第17話 やるべきこと

そこから、私は侍女らしく母屋でも働くことにした。

わざとどじばかりして継母にも他の使用人にも目をつけられるように仕向ける。

わざとボロボロになりこっそり使用人の食事を盗んで、シリウスとマルコに持っていく。

「お前、絶対わざとだろ」

シリウスに白い目で見られるが気にしない。

「スターのわざと、と言えたらどんなにいいか」

マルコは苦々しそうに言った。

「使用人のやつらは最初からスターを目の敵にしてた」

シリウスも呟くように言う。

「でも、シリウスは足を怪我してるでしょ?ここは、私に任せて!!」

私は、長袖の服をずっと着てる。

私のやるべきことは誰がどう見てもマルコを悪く扱っていること。

大丈夫、できてる。

このまま我慢すればいい。

「じゃぁ、戻るね!!」

私は知らなかった。

2人が私が思うより先に行動していたことに。


シリウスside

俺たちはひそかにあの傭兵に接触しようとしてた。

実際に、スターは栄養不足で今にも倒れそうなほどひどい。

はやく、大人を味方につけないとこのままじゃスターが。

「シリウス、僕の後ろから何も言わないで」

マルコの意を決したような言葉に軽くうなずく。

ゆっくりと2人であの傭兵のいる居酒屋に入る。

どうか、スターが無事であることを祈って。



マルコside

僕とシリウスは深くフードをかぶって肉料理を食べてるあの傭兵に近づく。

「……お前ら、盗みは悪いことだって知ってるか?」

気配で気づいたのだろう。

食べながら彼は言った。

「知ってる。
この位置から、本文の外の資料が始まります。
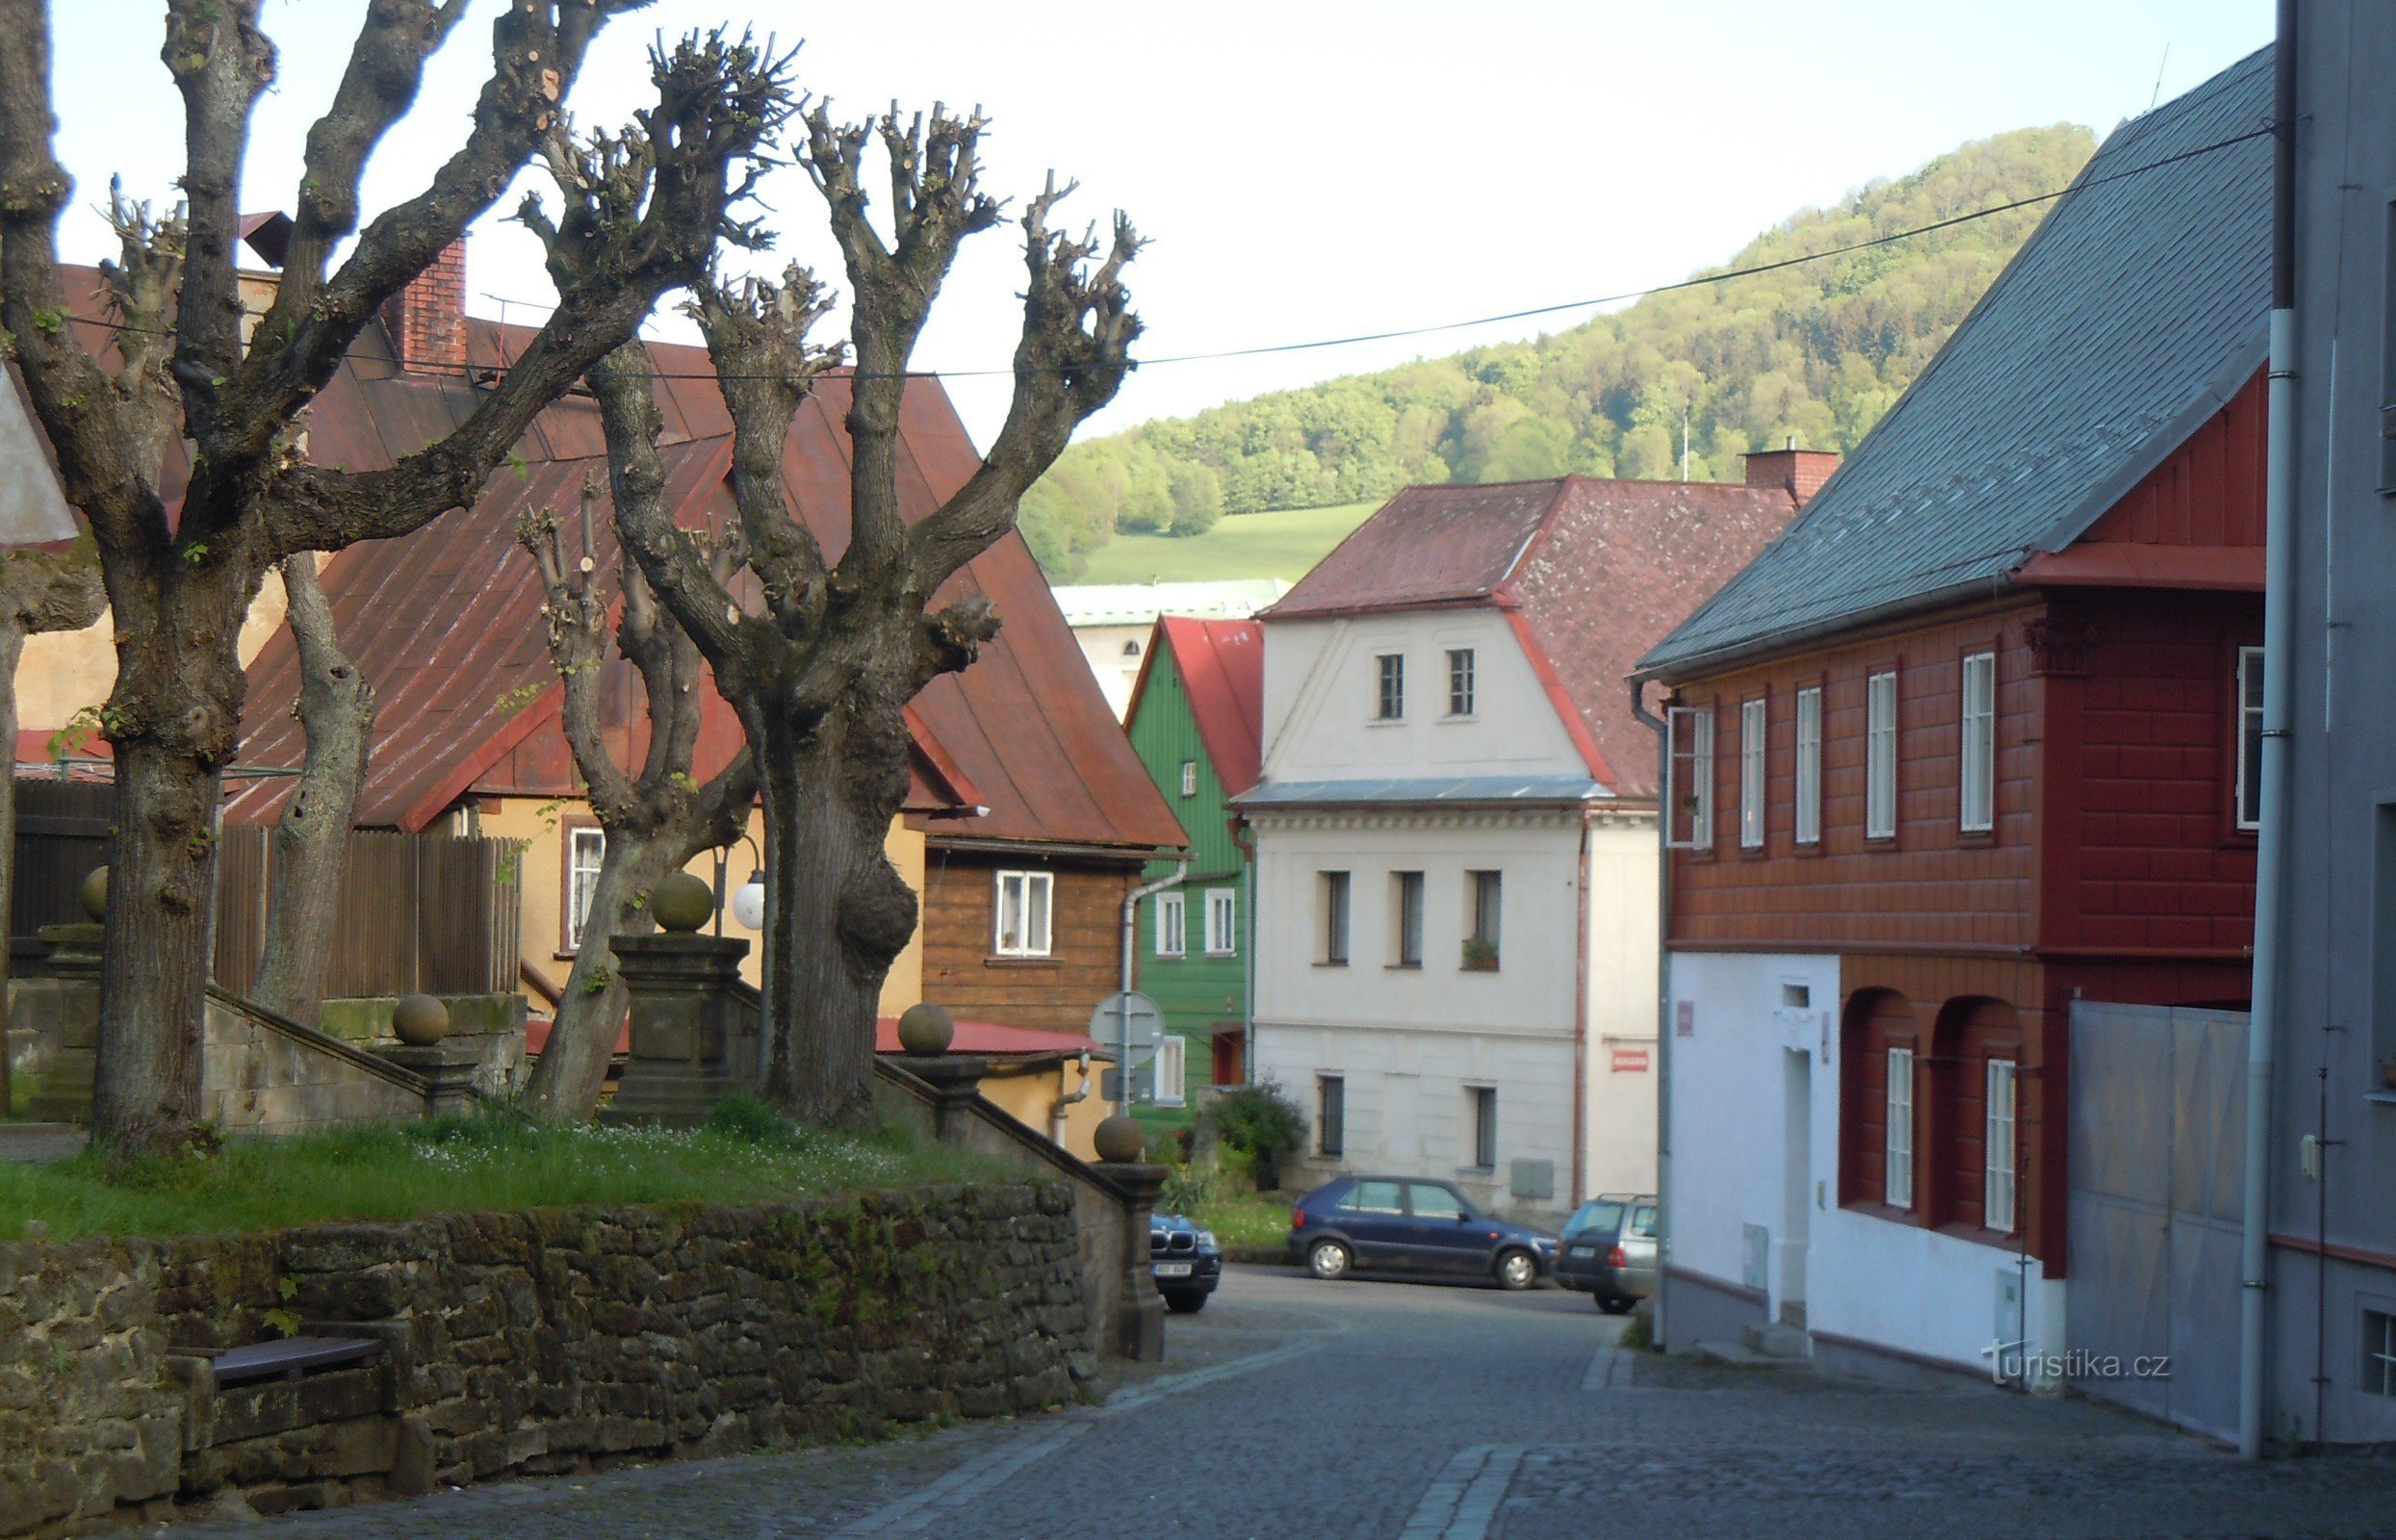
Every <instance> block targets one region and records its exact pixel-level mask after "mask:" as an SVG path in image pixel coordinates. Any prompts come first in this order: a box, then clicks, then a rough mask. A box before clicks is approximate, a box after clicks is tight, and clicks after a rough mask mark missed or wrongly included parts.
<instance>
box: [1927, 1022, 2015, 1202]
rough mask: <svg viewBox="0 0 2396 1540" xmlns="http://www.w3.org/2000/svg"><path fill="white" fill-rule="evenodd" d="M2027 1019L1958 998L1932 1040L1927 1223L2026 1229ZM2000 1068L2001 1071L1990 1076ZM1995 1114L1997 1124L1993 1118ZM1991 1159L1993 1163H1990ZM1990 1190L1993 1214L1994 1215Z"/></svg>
mask: <svg viewBox="0 0 2396 1540" xmlns="http://www.w3.org/2000/svg"><path fill="white" fill-rule="evenodd" d="M2020 1063H2022V1018H2020V1015H2017V1013H2015V1011H2013V1006H2008V1004H2005V1001H2001V999H1989V996H1984V994H1960V996H1955V999H1950V1001H1948V1004H1946V1006H1941V1008H1938V1025H1936V1030H1934V1032H1931V1075H1929V1083H1926V1085H1924V1092H1926V1097H1929V1128H1926V1130H1924V1133H1926V1135H1929V1142H1931V1159H1929V1162H1926V1166H1929V1169H1926V1171H1924V1176H1926V1183H1929V1186H1926V1190H1929V1193H1931V1202H1929V1212H1926V1219H1929V1221H1931V1224H1958V1226H1965V1229H1986V1231H1996V1233H2013V1231H2015V1229H2017V1226H2020V1221H2022V1186H2020V1171H2022V1159H2020V1152H2022V1140H2020V1109H2022V1080H2020ZM1991 1066H1996V1068H1991ZM1991 1114H1993V1116H1991ZM1991 1157H1993V1159H1991ZM1991 1186H1993V1190H1996V1214H1991V1212H1989V1195H1991Z"/></svg>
だが、どうすれというんだ?私は私生児で食事もまともにもらえない。私を助けてくれた執事と侍女はもっと扱いが酷い。侍女は使用人のものを盗んで我々に分け与えてるぐらいだ」

僕はそこまで言うと黙った。

お前に何がわかるんだよ。

「だから、盗んでもいいのか?」

知ってるよ、そのくらい。

「では、我々に餓死しろと?傲慢だな。そうやって、大人は我々を見捨てる。貧民街の子供や奴隷の子供がどんなことを思う?私生児である私がどんな気持ちで過ごしてたと思う」

あぁ、イライラする。

今でも、スターは。

「スターが。私の侍女がどんな思いで嫌がらせに耐えてると思う。私たちのために一番幼い彼女が盾になってるというのに。我々は何もできない。彼女は笑ってる。私のために。執事であり、友であるシリウスのために」

あぁ。

スター、僕は君が。

君が大切だ。

だから、僕は君のために。2人のために動くよ。

これが、僕のやるべきことだから。